I found this question in a book, the answer is given as $(-\infty,-5)$.

I know that for both roots of a quadratic polynomial to be greater than 1, $D \ge 0$, which implies that $p^2-4p \ge 0$, which means $p \ge 0$ and $p \ge 4$, or $p < 0$ and $p < 4$.

Also $f(1) >0$, which implies $2p>0$ or $p>0$.

Also $(-p/2)>1$ or $p<-2$.

This is not only contradictory but also doesn't match with the answer. What should I do? And if the answer is wrong what is the right answer?

Answer 1

Let $x=a+1$, then the equation is equivalent to

$(a+1)^2+p(a+1)+p=0$

$\Leftrightarrow a^2+2a+1+ap+p+p=0$

$\Leftrightarrow a^2+(p+2)a+2p+1=0$

We need to find $p$ so that $x>1$, or $a+1>1$, or $a>0$, which means we need to find $a$ so that the equation $a^2+(p+2)a+2p+1=0$ has two roots and both of them are positive roots.

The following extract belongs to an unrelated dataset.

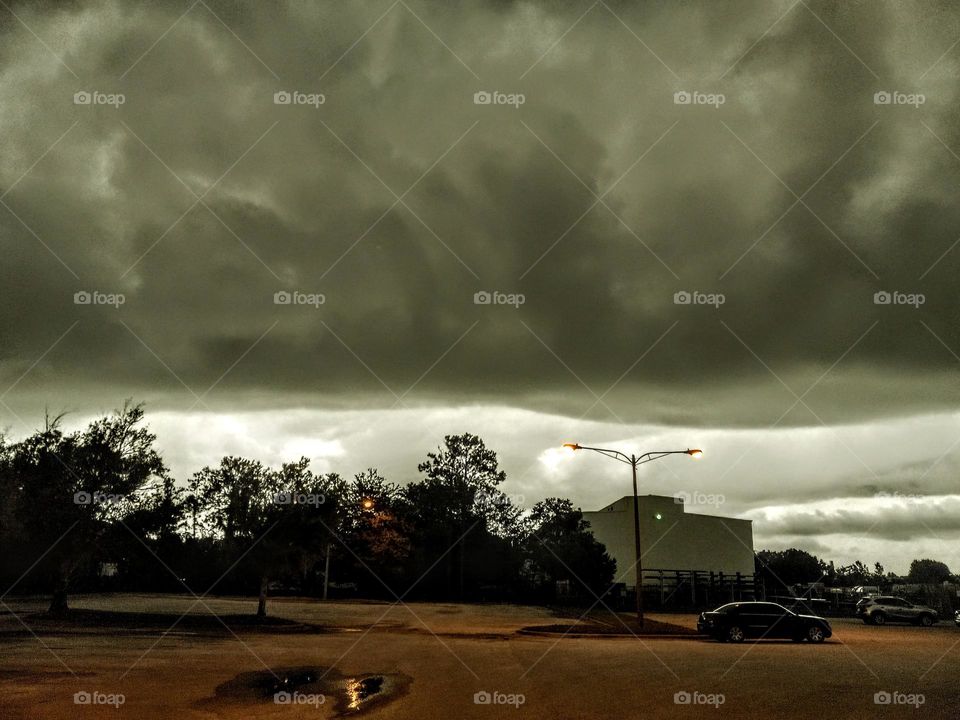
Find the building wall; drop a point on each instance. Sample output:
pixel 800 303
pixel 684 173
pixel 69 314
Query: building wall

This happens if and only if $\begin{cases}\Delta \ge 0 \\ a_1+a_2>0 \\a_1a_2>0\end{cases}\Leftrightarrow \begin{cases}(p+2)^2-4(2p+1) \ge 0 \\ -p-2>0 \\2p+1>0\end{cases}\Leftrightarrow\begin{cases}p^2-4p\ge0\\p<-2\\p>-0.5\end{cases}$

There are no real numbers $p$ satisfy the condition because $p<-2$ and $p>-0.5$.

Answer 2

Hint: $$p^2-4p\geq 0$$ means that $$p(p-4)\geq 0$$ and this means $$p\geq 4$$ or $$p\le 0$$

Answer 3

Write $$ p={-x^2\over x+1}$$ Problem ask for which $p$ the line $y=p$ cuts the graph of $f(x)= {-x^2\over x+1}$ only for $x>1$. If you draw a graph for $f$ you'l see that is never a case. So there is no such $p$.